UOL Notícias Internacional
 

14/01/2010

Por que Margaret Thatcher era tão "dama de ferro"

El País
Walter Oppenheimer Em Londres
Londres revela documentos oficiais que confirmam o caráter tirânico de Margaret Thatcher, seu racismo latente e seu cinismo

Por algum motivo a chamavam de Dama de Ferro. A forte personalidade da ex-primeira-ministra britânica Margaret Thatcher fica perfeitamente refletida nos documentos de seus primeiros dias em Downing Street, recém-divulgados pelos Arquivos Nacionais do Reino Unido ao completar-se 30 anos de sua classificação como secretos. As minutas sobre suas discussões orçamentárias com o ministro do Tesouro e chanceler do Exchequer (Receita) na época, Geoffrey Howe, suas primeiras cúpulas internacionais, seus comentários ácidos sobre o que considerava a excessiva prudência dos funcionários de Whitehall e seus primeiros choques com os políticos continentais daqueles anos confirmam seu forte caráter e sua determinação.

Traçam também um perfil menos gratificante sobre o racismo que impregnava boa parte de sua personalidade, confirmam sua fobia aos sindicatos e o papel do Estado na sociedade e revelam até que ponto o patriotismo e o nacionalismo dominavam seu pensamento político.

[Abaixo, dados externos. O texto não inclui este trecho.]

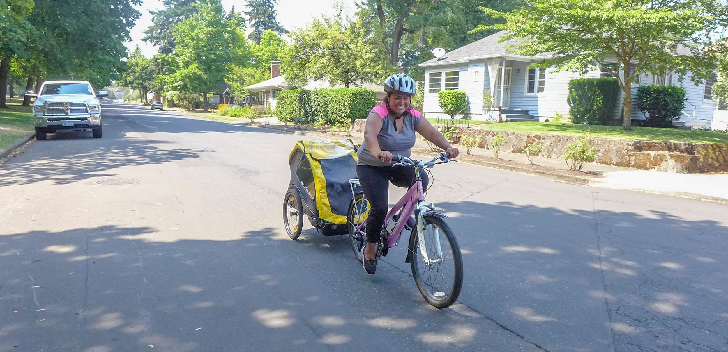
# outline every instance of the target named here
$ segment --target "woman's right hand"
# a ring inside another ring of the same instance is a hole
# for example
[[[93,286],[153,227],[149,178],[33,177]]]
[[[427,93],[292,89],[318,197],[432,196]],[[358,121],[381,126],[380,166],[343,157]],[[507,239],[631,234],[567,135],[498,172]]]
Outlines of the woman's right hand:
[[[384,161],[385,163],[392,162],[392,153],[387,151],[381,151],[376,154],[376,159]]]

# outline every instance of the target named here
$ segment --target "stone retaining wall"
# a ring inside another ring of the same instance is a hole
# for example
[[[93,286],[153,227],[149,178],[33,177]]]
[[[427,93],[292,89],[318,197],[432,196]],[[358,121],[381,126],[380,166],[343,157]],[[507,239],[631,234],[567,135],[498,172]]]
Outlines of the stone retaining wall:
[[[363,133],[364,125],[365,120],[357,120],[353,132]],[[523,153],[526,145],[540,141],[545,148],[542,156],[555,159],[561,159],[566,145],[579,139],[478,129],[464,129],[463,133],[482,135],[480,148],[485,148],[496,135],[500,135],[508,141],[503,150],[512,153]],[[598,151],[595,160],[598,164],[679,173],[728,172],[728,144],[591,140]]]

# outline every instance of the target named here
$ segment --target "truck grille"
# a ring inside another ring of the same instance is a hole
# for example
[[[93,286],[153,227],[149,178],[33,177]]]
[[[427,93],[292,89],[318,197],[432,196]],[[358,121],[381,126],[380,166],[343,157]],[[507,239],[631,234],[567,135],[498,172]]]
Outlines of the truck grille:
[[[84,103],[49,103],[46,115],[87,115],[88,106]]]

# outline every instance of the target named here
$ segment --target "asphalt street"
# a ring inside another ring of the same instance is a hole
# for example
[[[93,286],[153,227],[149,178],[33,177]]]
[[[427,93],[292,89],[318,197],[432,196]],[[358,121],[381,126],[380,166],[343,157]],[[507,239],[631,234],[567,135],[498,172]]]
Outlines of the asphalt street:
[[[440,165],[464,283],[439,311],[403,247],[370,276],[344,236],[288,239],[305,136],[103,108],[103,138],[0,166],[0,352],[728,351],[728,205]]]

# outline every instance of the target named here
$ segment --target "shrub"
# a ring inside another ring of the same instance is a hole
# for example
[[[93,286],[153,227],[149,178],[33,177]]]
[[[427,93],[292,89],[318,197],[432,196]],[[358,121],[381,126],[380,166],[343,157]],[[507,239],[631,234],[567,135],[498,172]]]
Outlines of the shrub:
[[[309,123],[311,111],[311,91],[286,89],[278,92],[276,116],[283,123],[304,124]]]
[[[467,108],[467,94],[462,90],[443,90],[438,93],[438,103],[445,113],[454,118]]]
[[[188,93],[185,92],[177,94],[175,102],[182,108],[189,111],[202,101],[202,98],[197,93]]]
[[[563,151],[563,159],[569,169],[581,171],[584,164],[593,160],[596,156],[596,150],[589,140],[590,132],[587,129],[578,140],[566,145],[566,149]]]
[[[637,107],[646,113],[648,127],[670,127],[685,108],[685,89],[676,86],[639,86]]]
[[[505,138],[504,138],[503,136],[500,135],[496,135],[496,136],[494,137],[490,142],[488,142],[486,148],[488,149],[492,150],[493,156],[495,157],[496,159],[498,159],[498,154],[500,153],[501,148],[502,148],[503,145],[505,145],[505,143],[508,143],[508,141]]]
[[[574,124],[606,124],[617,106],[617,79],[577,79],[569,82],[569,113]]]
[[[465,153],[470,153],[473,148],[477,148],[483,141],[483,136],[476,136],[472,133],[468,133],[462,137],[462,145],[465,146]]]
[[[534,163],[534,157],[539,155],[542,151],[544,151],[544,146],[535,143],[529,143],[529,145],[523,148],[523,153],[526,154],[526,158],[529,159],[529,162],[531,164]]]
[[[551,121],[554,122],[561,122],[562,124],[573,124],[574,118],[568,113],[564,115],[558,111],[556,111],[553,113],[553,117],[551,119]]]

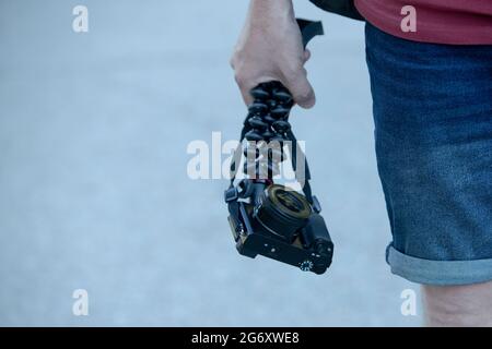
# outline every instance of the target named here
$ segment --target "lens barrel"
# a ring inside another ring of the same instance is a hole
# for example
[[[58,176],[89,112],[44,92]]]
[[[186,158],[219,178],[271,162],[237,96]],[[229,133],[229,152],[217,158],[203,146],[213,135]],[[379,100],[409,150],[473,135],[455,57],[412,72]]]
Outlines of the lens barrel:
[[[269,185],[260,194],[259,202],[255,219],[288,242],[294,240],[312,213],[309,203],[302,194],[279,184]]]

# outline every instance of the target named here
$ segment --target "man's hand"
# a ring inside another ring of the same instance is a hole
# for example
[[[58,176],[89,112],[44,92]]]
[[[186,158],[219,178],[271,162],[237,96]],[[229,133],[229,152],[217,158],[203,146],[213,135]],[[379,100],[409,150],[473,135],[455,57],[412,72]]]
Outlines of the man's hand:
[[[296,104],[313,107],[315,94],[304,69],[308,59],[292,0],[251,0],[231,59],[246,105],[253,101],[249,95],[253,87],[277,80],[289,88]]]

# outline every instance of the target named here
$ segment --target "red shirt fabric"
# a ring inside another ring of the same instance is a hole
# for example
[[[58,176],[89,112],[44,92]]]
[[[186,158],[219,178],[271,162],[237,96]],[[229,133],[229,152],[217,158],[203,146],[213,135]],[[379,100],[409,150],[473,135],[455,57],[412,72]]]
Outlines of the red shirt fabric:
[[[415,9],[415,32],[405,33],[401,21]],[[374,26],[388,34],[423,43],[492,45],[492,0],[355,0]]]

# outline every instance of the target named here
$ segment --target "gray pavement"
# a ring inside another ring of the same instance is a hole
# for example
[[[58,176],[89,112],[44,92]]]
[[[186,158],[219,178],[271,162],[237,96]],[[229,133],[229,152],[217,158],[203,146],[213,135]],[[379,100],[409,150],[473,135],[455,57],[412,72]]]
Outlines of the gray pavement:
[[[417,285],[384,262],[363,25],[296,3],[327,32],[307,67],[318,103],[292,116],[336,242],[321,277],[241,257],[226,182],[186,172],[190,141],[239,132],[245,0],[0,2],[0,325],[420,324],[400,313]]]

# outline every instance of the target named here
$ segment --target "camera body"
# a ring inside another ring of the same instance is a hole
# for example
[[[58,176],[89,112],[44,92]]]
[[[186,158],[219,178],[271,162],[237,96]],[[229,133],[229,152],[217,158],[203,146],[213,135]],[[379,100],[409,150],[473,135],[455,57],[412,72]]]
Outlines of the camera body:
[[[237,202],[235,217],[233,213],[229,217],[237,251],[253,258],[260,254],[304,272],[325,273],[331,264],[333,243],[317,201],[311,205],[301,193],[279,184],[243,185],[255,188],[248,201]],[[229,200],[237,197],[234,190],[229,195]]]
[[[320,22],[297,20],[303,45],[323,34]],[[289,89],[279,81],[261,83],[250,91],[254,103],[241,132],[241,142],[231,163],[231,184],[225,191],[229,222],[237,251],[258,254],[305,272],[323,274],[330,266],[333,243],[320,215],[321,207],[312,194],[309,168],[289,123],[294,105]],[[273,146],[271,146],[273,145]],[[288,158],[301,184],[302,193],[273,182],[280,164]],[[247,178],[235,183],[239,159],[248,159],[243,172]],[[300,166],[298,166],[300,165]]]

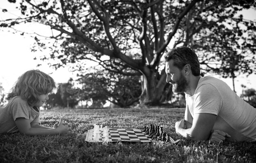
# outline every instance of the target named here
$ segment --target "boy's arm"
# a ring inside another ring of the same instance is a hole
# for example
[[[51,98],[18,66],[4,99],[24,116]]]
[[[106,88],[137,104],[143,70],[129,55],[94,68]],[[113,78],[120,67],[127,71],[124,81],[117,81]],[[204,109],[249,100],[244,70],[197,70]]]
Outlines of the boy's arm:
[[[37,128],[31,127],[29,121],[24,118],[18,118],[15,121],[18,128],[21,133],[27,135],[52,135],[67,132],[71,130],[71,127],[64,126],[63,119],[61,119],[58,126],[56,128]]]

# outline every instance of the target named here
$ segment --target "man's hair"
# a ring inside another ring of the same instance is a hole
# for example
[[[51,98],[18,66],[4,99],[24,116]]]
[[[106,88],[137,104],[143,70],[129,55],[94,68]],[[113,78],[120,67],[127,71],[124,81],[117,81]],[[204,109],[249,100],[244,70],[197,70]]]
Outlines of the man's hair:
[[[166,62],[173,60],[173,65],[180,69],[189,64],[191,67],[192,74],[200,75],[200,64],[195,52],[186,47],[175,48],[169,51],[164,55]]]
[[[52,77],[38,70],[27,71],[20,76],[8,94],[6,99],[20,96],[31,106],[39,101],[39,96],[55,93],[58,85]]]

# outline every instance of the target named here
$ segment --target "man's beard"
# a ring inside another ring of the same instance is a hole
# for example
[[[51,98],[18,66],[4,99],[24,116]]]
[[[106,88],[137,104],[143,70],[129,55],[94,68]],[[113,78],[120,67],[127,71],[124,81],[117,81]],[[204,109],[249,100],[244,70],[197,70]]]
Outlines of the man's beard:
[[[173,85],[173,92],[175,93],[179,93],[186,92],[188,85],[185,77],[181,74],[180,78]]]

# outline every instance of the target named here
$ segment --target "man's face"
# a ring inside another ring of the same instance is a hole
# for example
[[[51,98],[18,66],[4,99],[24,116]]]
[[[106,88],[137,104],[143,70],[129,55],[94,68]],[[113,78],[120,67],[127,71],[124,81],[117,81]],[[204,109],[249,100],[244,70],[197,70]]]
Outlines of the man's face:
[[[167,75],[166,82],[173,84],[173,92],[186,92],[188,86],[187,81],[182,70],[173,66],[173,60],[165,63],[165,72]]]

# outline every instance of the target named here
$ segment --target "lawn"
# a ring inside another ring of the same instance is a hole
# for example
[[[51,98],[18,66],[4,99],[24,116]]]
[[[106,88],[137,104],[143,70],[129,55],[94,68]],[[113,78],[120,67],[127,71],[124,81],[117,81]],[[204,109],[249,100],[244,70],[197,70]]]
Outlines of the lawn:
[[[41,111],[41,124],[52,127],[63,117],[72,125],[70,133],[29,136],[19,133],[0,134],[0,163],[255,163],[256,143],[215,144],[192,141],[175,133],[175,122],[184,108],[63,109]],[[94,123],[110,128],[143,129],[162,125],[176,140],[171,143],[101,144],[85,141]]]

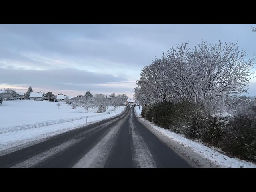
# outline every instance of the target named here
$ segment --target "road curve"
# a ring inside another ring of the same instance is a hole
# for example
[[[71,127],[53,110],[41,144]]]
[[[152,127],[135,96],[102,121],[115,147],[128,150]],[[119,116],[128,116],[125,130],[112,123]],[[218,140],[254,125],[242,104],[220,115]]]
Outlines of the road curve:
[[[1,155],[0,168],[190,168],[143,126],[122,114]]]

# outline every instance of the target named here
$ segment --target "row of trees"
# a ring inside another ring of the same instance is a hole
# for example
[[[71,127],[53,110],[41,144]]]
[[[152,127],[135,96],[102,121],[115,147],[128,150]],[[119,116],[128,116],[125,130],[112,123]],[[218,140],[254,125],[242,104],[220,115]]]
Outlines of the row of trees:
[[[92,94],[90,92],[88,91],[83,98],[75,99],[71,101],[67,97],[64,101],[66,104],[72,105],[73,108],[77,106],[83,107],[87,112],[90,108],[98,107],[97,112],[102,113],[110,105],[114,106],[114,112],[116,107],[122,105],[128,98],[124,93],[118,94],[117,96],[115,93],[112,93],[109,95],[109,98],[102,94],[96,94],[93,99],[91,99],[92,97]]]
[[[144,105],[187,99],[206,103],[247,92],[255,58],[236,43],[173,46],[141,71],[135,95]]]

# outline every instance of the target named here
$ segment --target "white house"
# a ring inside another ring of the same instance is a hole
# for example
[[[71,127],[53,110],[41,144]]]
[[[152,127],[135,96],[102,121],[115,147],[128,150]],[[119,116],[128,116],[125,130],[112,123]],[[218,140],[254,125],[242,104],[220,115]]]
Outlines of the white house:
[[[125,101],[126,104],[128,105],[136,105],[136,100],[134,99],[126,99]]]
[[[84,98],[84,96],[82,95],[79,95],[77,97],[76,97],[74,98],[74,99],[82,99],[82,98]]]
[[[20,94],[18,96],[18,98],[20,98],[21,99],[24,99],[24,96],[25,96],[25,93],[22,93],[21,92],[17,92],[17,93]]]
[[[44,100],[44,95],[43,93],[31,93],[29,95],[29,99],[35,101],[42,101]]]
[[[57,96],[57,101],[64,101],[64,100],[66,97],[68,97],[69,99],[73,98],[73,96],[70,96],[70,95],[58,95]]]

  • Shaun Curry/AFP - 30.dez.2009

    A ex-primeira ministra britânica Margaret Thatcher aparece em foto tirada em junho de 2009



Filha de um comerciante de Grantham (Lincolnshire, centro da Inglaterra), Thatcher conquistou a liderança do Partido Conservador em 1975, foi a primeira - e até agora a única - mulher eleita primeiro-ministro pelos britânicos e esteve em Downing Street desde 4 de maio de 1979 até 22 de novembro de 1990. Nesse longo período no poder, introduziu reformas econômicas profundas baseadas sempre no livre comércio e transformou a vida política britânica. Apesar de ser eleita por seus concidadãos como o primeiro-ministro britânico mais relevante da história, à frente de Winston Churchill, também foi uma figura que sempre escolheu o confronto ao pacto e que aplicou até as últimas consequências a base fundamental do pensamento tory: cada um é responsável por si mesmo e o Estado não existe para ajudar os indivíduos.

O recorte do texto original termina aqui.